There are several benefits when it comes to motivating your employees, including:

  • Better productivity and performance
    Motivated employees are high performers that work harder and focus more on creating better outcomes. This makes them more productive, and ultimately, your business becomes more profitable. 
  • Better customer service
    Who do you want to serve you? The employee who is doing the bare minimum? Or the person who is motivated to go above and beyond to make your experience great? The answer is clear.
  • Reduced turnover
    Workers who are genuinely motivated to do their job don’t quit. If your employees are happy and motivated to do great work every day, they’re not looking for other jobs—they’re looking for more to do at your workplace. 
  • More innovation
    When your employees are motivated and happy, they’ll handle change and uncertainty better. They’ll come up with new, more creative ideas on how to increase productivity, better the customer experience, and more.
  • Improved employee engagement
    A highly-engaged workforce is the key to a healthy bottom line. If you have employees who are not engaged, using some of the simple motivation ideas above could nudge them in the right direction.
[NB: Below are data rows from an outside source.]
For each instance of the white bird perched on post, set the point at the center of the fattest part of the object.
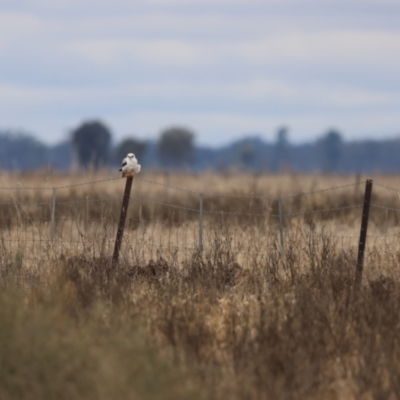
(129, 166)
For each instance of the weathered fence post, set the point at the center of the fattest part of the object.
(201, 221)
(122, 218)
(363, 233)
(281, 227)
(53, 213)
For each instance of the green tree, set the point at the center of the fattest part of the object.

Promote flexibility in your workplace with When I Work

Your employees are the heartbeat of your business. Even if you can’t offer them monetary rewards, you can offer them intangible benefits that show you care about them—that will go a long way toward keeping them motivated and engaged. One simple benefit employees love is flexible scheduling, which gives your employees more autonomy and control over their schedule. Empowering your employees is easy with When I Work employee scheduling. Find the right plan for you and get started with a 14-day FREE trial today!  

Work motivation FAQs

Why is it important to keep employees motivated?

Your bottom line depends on having motivated employees. If you want your business to be successful, you need motivated, high-performing employees to do their best work.

How do I measure employee motivation at work? 

Ask them! Put out an anonymous survey to ask about their motivation and satisfaction levels. You’ll quickly learn if you have engaged employees or if you need to add some new programs to increase morale.

How do I get started with motivating employees? 

Any of the 70 tips in this guide is a great place to start. Even if you don’t have a lot of money to spend, there are plenty of ideas that are inexpensive and easy to implement.